La política española vive instalada en la doble verdad: la que se exhibe en debates y ruedas de prensa, y la que circula en los documentos internos. Esa segunda capa rara vez sale a la luz, pero explica decisiones que en público serían difíciles de sostener. Esta recopilación reúne tres argumentarios que los partidos prefieren no verbalizar ante una cámara, aunque hayan condicionado sus movimientos. Son guiones incómodos para portavoces y dirigentes que revelan las costuras de una legislatura marcada por pactos extremos y la sospecha sobre la legitimidad electoral.
El criterio de selección atiende a tres ejes de tensión del actual ciclo político: la aritmética parlamentaria que sostiene al Gobierno, el trato a Vox como socio institucional y las sospechas sobre el voto por correo. La versión oficial se ha quedado corta frente a la evidencia. En estos argumentarios se manejan en privado justificaciones que ningún portavoz quiere pronunciar en público: los acuerdos con ERC y Junts, los pactos con la extrema derecha o las advertencias de la UDEF. Son la reconstrucción de un discurso interno que, sin embargo, define su manera de esquivar preguntas.
1La aritmética con ERC y Junts: el verdadero sostén de la investidura
El 16 de noviembre de 2023, Pedro Sánchez fue investido presidente con 179 votos a favor y 171 en contra, tres más de los 176 que exige la mayoría absoluta del Congreso. La suma de PSOE (121) y Sumar (31), con Bildu, PNV, BNG y Coalición Canaria, se queda en 165 escaños: los once que faltan para alcanzar el umbral los ponen ERC y Junts, con siete diputados cada uno. El verdadero sostén de la investidura no fue, por tanto, la mayoría «progresista y plurinacional» que repiten los argumentarios oficiales, sino catorce votos de dos partidos independentistas. Por eso Moncloa prohíbe a sus portavoces hacer esa cuenta en televisión: verbalizar que la presidencia dependió de Junts, la formación de Carles Puigdemont, entonces en Waterloo y con la amnistía aún sin aprobar, obligaría a admitir que la ley de amnistía no fue un gesto de concordia, sino el precio exacto de esos siete votos.
El tabú se extiende a toda la Cámara.
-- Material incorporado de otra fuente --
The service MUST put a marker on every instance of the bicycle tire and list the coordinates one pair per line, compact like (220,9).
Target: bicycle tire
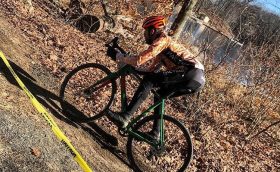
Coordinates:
(189,148)
(79,113)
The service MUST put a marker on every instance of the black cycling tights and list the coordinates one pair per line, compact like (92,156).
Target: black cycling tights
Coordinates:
(171,84)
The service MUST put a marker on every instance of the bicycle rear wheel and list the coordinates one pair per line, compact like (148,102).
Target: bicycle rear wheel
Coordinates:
(82,102)
(174,156)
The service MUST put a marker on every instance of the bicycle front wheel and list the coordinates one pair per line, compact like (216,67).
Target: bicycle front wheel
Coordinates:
(175,155)
(83,97)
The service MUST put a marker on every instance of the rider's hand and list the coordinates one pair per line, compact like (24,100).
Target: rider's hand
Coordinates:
(119,56)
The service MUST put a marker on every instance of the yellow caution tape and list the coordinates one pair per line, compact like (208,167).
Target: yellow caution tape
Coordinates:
(42,110)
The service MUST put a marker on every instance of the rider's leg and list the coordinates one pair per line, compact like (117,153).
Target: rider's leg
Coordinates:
(140,95)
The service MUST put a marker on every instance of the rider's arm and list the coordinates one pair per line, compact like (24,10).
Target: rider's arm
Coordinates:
(157,47)
(185,54)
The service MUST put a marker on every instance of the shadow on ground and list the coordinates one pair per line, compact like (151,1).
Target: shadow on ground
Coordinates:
(47,99)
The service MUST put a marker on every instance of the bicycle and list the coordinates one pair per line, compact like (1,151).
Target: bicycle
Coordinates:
(171,152)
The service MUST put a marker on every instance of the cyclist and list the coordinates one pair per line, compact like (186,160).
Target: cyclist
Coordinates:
(173,69)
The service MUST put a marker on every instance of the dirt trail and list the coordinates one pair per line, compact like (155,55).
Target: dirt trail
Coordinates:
(26,141)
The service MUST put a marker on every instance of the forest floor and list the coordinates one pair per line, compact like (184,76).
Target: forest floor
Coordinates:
(43,48)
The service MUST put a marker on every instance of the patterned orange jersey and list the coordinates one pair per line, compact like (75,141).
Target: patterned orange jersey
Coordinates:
(155,55)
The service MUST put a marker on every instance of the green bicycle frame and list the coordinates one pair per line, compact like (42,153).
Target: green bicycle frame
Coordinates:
(140,136)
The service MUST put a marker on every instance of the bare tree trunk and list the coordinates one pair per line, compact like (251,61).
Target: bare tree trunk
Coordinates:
(179,23)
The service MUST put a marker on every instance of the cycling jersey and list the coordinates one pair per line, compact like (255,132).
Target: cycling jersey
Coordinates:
(164,51)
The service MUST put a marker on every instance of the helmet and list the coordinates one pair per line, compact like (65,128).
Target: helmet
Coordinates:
(154,21)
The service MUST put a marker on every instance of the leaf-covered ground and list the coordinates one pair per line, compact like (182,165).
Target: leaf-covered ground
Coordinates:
(49,47)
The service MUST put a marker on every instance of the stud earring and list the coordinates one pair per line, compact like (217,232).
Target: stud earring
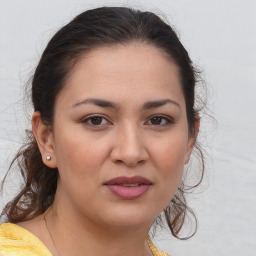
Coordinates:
(48,158)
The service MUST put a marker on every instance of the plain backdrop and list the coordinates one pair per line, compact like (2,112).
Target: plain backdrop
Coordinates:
(220,37)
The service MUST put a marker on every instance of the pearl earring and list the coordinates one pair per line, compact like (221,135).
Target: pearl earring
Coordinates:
(48,158)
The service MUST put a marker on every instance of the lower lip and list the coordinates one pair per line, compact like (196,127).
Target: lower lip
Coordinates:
(128,193)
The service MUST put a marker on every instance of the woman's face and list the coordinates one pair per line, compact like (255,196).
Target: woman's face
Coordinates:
(120,136)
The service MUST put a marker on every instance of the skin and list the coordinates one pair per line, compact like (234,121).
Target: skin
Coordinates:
(127,140)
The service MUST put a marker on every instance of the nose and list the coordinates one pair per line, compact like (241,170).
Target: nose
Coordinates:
(129,147)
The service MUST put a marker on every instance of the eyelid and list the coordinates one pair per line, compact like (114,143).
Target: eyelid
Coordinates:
(168,119)
(85,119)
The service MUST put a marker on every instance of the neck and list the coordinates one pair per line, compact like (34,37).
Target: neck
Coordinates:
(75,235)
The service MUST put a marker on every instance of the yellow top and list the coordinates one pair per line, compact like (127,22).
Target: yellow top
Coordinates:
(17,241)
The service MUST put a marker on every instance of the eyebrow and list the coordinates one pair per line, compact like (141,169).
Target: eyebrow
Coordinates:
(108,104)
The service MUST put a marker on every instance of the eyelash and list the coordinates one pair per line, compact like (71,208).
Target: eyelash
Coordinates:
(167,120)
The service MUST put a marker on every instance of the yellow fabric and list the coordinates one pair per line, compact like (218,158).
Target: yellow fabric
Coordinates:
(17,241)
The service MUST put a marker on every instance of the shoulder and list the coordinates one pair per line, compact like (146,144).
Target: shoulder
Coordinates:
(156,251)
(15,240)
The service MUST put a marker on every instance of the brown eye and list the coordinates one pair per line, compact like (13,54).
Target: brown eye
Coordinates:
(95,121)
(160,121)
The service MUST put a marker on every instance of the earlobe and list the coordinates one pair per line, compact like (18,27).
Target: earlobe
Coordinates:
(44,138)
(192,139)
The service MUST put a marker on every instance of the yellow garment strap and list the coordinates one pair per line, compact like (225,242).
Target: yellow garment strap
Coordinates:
(15,240)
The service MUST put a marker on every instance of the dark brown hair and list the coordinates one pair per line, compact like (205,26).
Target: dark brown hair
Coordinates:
(95,28)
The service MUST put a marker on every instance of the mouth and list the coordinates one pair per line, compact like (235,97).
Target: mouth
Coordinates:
(128,188)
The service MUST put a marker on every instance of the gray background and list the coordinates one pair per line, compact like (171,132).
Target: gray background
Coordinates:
(221,38)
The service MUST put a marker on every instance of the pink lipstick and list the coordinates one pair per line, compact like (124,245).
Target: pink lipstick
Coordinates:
(128,188)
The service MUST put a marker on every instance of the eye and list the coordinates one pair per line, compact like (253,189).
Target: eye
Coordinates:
(159,120)
(95,120)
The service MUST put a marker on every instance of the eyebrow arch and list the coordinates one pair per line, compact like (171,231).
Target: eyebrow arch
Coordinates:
(108,104)
(98,102)
(159,103)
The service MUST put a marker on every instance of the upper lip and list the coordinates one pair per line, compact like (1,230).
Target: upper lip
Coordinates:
(128,180)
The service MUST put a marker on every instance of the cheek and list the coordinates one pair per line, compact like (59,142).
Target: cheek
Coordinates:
(78,155)
(169,159)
Para el PP, la misma aritmética es el espejo que evita mirar: la derecha no alcanza los 176 escaños sin sumar fuerzas que hoy sostienen a Sánchez, y la única vía real a la Moncloa pasaría por los siete votos de Junts, el partido al que Alberto Núñez Feijóo juró no someterse jamás. En junio de 2026 se vio la paradoja: Junts votó con PP y Vox una moción, no vinculante, que instaba a Sánchez a someterse a una cuestión de confianza, y salió adelante con 178 apoyos, pero ningún dirigente popular puede explicar en televisión que ya cuenta con los independentistas como aliados sin derrumbar su propio relato. Y ERC y Junts, en competencia por el mismo electorado, tampoco pueden confesar que su papel es apuntalar un Gobierno español: sus portavoces venden cada pacto como una palanca o una concesión arrancada, jamás como el sostén real de una legislatura que lleva desde 2023 sin presupuestos propios.